Heuristic:SqueezeAILab ETS Embedding Model GPU Collocation
| Knowledge Sources | |
|---|---|
| Domains | Optimization, Infrastructure |
| Last Updated | 2026-02-14 02:30 GMT |
Overview
Collocate the SentenceTransformer embedding model on the same GPU as the reward model, and reduce the reward server's static memory fraction to 0.85 to leave VRAM headroom.
Description
The ETS system optionally uses a SentenceTransformer model (`math-similarity/Bert-MLM_arXiv-MP-class_zbMath`) for computing trajectory diversity via cosine-similarity clustering. This embedding model must be placed on a GPU for reasonable performance. Rather than requiring a third GPU, the system collocates this embedding model on the same GPU as the reward model (GPU 1 by default). To prevent CUDA out-of-memory errors, the reward server's `--mem-fraction-static` parameter is reduced from the default (typically 0.9) to 0.85, freeing approximately 5% of VRAM for the embedding model.
Usage
Apply this heuristic when running ETS with diversity-aware selection enabled (`lambdas > 0` in the YAML config). If `lambdas` is 0, the embedding model is not loaded and this heuristic is not needed. The `--embed_device` CLI argument must match the GPU running the reward model.

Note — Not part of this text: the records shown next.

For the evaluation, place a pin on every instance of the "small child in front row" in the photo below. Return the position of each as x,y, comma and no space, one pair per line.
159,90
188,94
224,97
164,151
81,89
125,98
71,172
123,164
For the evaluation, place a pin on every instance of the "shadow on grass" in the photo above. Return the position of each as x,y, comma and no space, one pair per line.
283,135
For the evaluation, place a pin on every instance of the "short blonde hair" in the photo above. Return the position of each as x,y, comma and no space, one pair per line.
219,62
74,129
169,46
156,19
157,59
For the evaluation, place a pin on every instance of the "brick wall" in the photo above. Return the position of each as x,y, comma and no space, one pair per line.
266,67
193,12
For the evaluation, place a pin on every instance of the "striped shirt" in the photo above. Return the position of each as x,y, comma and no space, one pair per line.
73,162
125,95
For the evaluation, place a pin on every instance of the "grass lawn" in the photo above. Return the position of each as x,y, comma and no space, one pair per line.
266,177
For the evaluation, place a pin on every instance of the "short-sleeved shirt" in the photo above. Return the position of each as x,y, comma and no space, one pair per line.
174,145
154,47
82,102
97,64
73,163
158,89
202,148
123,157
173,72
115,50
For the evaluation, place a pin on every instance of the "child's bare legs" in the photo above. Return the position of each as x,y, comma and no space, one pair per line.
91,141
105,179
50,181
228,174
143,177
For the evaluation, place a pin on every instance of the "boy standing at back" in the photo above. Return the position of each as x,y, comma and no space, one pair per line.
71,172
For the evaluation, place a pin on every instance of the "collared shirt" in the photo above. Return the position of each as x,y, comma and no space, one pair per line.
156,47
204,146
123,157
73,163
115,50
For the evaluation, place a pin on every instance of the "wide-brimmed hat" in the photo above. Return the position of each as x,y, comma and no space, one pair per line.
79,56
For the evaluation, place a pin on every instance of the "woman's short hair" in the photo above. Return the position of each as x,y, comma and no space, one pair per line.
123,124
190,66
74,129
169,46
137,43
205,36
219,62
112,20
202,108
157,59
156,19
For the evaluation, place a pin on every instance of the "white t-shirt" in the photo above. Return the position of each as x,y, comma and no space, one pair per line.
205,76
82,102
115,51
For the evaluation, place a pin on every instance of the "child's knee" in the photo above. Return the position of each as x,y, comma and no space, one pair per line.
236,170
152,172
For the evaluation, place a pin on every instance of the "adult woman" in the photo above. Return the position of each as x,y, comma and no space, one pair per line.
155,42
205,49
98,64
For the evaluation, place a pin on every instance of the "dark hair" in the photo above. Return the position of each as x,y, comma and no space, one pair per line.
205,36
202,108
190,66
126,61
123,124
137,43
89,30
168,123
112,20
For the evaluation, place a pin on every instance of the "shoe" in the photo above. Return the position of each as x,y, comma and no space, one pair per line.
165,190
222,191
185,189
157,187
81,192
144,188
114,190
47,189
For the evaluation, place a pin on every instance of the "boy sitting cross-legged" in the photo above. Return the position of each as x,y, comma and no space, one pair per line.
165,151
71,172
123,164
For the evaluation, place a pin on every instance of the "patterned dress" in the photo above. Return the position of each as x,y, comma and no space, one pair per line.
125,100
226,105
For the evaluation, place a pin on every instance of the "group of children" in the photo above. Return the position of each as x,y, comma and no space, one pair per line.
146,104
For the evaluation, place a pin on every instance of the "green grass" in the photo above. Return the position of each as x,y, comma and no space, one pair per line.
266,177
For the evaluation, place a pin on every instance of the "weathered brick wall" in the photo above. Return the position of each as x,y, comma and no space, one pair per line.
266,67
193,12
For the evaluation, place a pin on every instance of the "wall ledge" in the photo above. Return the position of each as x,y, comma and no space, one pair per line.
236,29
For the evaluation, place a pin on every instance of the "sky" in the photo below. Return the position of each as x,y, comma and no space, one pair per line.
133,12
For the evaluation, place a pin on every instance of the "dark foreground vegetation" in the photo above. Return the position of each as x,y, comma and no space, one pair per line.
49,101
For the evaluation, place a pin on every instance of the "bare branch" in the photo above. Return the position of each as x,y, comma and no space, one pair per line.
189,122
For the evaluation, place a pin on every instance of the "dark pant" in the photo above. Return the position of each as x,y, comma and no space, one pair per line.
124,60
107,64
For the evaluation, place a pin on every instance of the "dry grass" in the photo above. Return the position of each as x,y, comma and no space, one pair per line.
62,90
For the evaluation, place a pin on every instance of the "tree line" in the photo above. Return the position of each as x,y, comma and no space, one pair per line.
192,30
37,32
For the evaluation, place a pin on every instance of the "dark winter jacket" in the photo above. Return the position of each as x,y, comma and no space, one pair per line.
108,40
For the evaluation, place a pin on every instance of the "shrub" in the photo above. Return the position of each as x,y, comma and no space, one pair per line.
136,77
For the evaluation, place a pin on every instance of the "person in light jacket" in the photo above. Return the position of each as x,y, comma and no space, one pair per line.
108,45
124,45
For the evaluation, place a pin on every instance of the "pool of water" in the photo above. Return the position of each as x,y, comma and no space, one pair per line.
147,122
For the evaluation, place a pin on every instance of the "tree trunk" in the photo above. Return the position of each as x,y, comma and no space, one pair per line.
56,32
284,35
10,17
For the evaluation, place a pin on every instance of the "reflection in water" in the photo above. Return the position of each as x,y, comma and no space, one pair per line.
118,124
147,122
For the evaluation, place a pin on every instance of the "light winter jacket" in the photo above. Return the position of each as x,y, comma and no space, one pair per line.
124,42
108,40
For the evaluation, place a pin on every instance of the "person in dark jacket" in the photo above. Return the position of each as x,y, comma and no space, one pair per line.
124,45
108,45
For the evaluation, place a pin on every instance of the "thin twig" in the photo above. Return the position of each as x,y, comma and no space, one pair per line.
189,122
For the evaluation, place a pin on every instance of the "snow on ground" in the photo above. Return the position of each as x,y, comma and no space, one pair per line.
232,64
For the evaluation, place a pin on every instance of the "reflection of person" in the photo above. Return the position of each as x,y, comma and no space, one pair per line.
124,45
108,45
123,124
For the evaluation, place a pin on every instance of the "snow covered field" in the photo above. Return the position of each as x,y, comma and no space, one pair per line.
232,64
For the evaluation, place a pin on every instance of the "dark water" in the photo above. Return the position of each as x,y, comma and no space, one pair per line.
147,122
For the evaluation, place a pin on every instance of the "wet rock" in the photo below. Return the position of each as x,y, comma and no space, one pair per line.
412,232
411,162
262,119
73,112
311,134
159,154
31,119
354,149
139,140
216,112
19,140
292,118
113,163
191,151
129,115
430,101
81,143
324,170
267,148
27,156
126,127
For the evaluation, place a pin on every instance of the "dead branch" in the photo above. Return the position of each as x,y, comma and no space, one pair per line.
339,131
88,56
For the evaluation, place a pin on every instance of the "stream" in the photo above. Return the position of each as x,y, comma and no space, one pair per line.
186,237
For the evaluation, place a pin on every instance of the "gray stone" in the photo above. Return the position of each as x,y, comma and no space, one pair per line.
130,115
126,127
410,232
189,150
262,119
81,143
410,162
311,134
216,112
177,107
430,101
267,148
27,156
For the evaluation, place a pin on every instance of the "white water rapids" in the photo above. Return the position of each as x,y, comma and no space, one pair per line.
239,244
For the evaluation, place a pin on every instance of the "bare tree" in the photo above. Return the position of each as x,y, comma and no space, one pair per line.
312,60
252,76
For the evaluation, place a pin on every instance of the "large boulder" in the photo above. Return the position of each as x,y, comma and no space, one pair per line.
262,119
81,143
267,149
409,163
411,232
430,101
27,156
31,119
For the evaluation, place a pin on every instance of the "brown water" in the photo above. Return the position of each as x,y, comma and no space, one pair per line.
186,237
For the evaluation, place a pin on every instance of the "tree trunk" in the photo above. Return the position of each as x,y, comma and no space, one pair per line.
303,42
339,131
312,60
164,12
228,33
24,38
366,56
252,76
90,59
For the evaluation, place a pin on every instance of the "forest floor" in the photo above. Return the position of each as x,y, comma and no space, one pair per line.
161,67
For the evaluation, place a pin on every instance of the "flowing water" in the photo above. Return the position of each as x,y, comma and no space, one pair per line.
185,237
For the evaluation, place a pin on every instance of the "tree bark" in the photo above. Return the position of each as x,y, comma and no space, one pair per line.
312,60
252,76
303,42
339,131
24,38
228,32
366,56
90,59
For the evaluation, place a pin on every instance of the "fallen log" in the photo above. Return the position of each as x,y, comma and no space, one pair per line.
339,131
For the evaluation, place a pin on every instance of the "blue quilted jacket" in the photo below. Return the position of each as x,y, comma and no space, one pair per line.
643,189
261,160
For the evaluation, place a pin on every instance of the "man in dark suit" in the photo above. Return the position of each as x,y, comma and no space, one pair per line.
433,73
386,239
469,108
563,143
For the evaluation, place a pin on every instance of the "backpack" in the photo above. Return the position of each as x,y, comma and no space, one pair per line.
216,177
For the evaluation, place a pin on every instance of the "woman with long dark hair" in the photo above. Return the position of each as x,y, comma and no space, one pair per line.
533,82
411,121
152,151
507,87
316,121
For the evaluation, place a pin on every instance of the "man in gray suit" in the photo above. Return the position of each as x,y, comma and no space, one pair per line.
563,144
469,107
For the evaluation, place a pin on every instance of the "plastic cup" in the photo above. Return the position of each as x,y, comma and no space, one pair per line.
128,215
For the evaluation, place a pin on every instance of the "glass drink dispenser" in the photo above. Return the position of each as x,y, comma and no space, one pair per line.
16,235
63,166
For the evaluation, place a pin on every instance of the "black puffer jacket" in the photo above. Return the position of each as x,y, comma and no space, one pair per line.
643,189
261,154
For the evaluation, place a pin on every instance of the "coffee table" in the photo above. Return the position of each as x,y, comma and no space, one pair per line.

The Insight (Rule of Thumb)
- Action: Set `--mem-fraction-static 0.85` on the reward model server and set `--embed_device` to the same GPU index as the reward model.
- Value: `0.85` memory fraction (vs default ~0.9); `embed_device=1` matches reward model GPU.
- Trade-off: The reward model has slightly less VRAM available (85% vs 90%), which may reduce its maximum batch size. The embedding model gets the remaining headroom.
Reasoning
The SentenceTransformer model is relatively small (BERT-based) compared to the LLM reward model, so it fits comfortably in the ~15% VRAM headroom. Placing it on a separate GPU would waste resources, while placing it on GPU 0 (policy model) would reduce the policy model's available memory — which is more critical since the policy model handles KV cache for all active tree branches.
The reward model GPU is preferred for collocation because:
- The reward model only does forward passes with `max_tokens=0` (scoring), requiring less KV cache than the generative policy model.
- The embedding model is only invoked once per select-and-expand step (not per-token), so GPU memory contention is intermittent.
Code Evidence
Memory fraction flag in reward server script from `scripts/run_reward.sh:10-11`:
# use --mem-fraction-static 0.85 if using collocated embedding model
CUDA_VISIBLE_DEVICES=1 python3 -m sglang.launch_server --model-path $MODEL_REPO --port $PORT --tp-size $tensor_parellel_size --trust-remote-code --mem-fraction-static 0.85
Embedding device argument from `scripts/ets_sweep_math500.sh:23`:
--embed_device 1 # assumes reward model is on GPU 1
Conditional embedding model initialization from `rebase.py:726-735`:
if args.embed_device is not None:
device = "cuda:" + str(args.embed_device)
else:
device = "cpu"
# initialize sentence transformer
if paras.get("lambdas", 0) > 0:
multimodel = SentenceTransformer('math-similarity/Bert-MLM_arXiv-MP-class_zbMath', device=device)
else:
multimodel = None
README guidance from `README.md:42-43`:
"This script assumes that the generator model is on GPU 0 and the reward model is on GPU 1. If the reward model is on another GPU, make sure the embed_device parameter in this script matches the GPU that the reward model is on in order to collocate the embedding model and reward model."